- The Battle on Skates: Part of the Eighty Years' War
| Date | 1572 |
| Location | IJsselmeer, near Haarlem |
| Result | Dutch rebels victory |

Belligerents
- Dutch rebels · Geuzen: Spain

Commanders and leaders
- Geuzen: Alba

Strength
- Unknown: Unknown

Casualties and losses
- Low: Many hundreds dead

= Battle of IJsselmeer =

Part of the Eighty Years' War (1572)

The Battle of IJsselmeer, also known as the Battle on Skates, was a notable military engagement during which the Duke of Alva dispatched his son, Don Frederick, to seize control of the city of Haarlem.
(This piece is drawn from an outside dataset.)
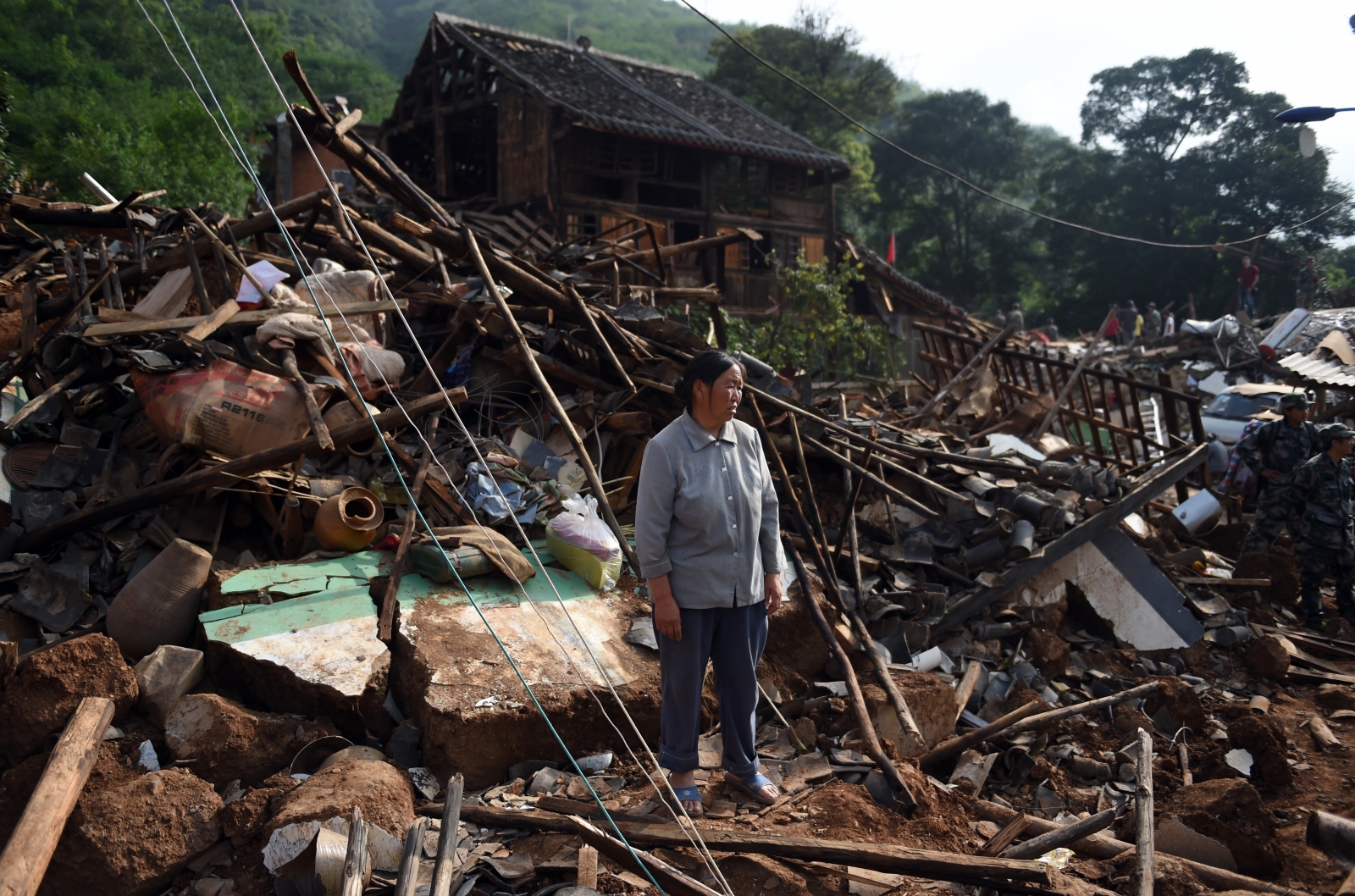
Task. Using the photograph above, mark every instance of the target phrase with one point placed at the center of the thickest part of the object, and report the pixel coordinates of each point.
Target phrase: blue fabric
(732, 639)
The city was mostly surrounded by water, with ships positioned nearby that had become frozen in with the icy conditions. Upon Don Frederick's arrival, he dispatched a contingent of soldiers to capture these stranded vessels.

However, as these soldiers approached the ships, they encountered a group of armed Dutch forces who were equipped with skates. In response to the Dutch soldiers' advance, they swiftly withdrew while bullets were exchanged between the two sides. The uneven icy terrain proved challenging for conventional foot movement, but the Dutch skaters effectively glided over the ice, avoiding harm, and fired bullets at their adversaries. They skillfully alternated between shooting and retreating, maintaining a tactical advantage.

The outcome of the battle was severe losses for the Spanish forces, resulting in hundreds of casualties. Upon receiving news of this setback, the Duke promptly issued an order for the procurement of seven thousand pairs of skates, presumably to equip his troops for similar icy encounters in the future.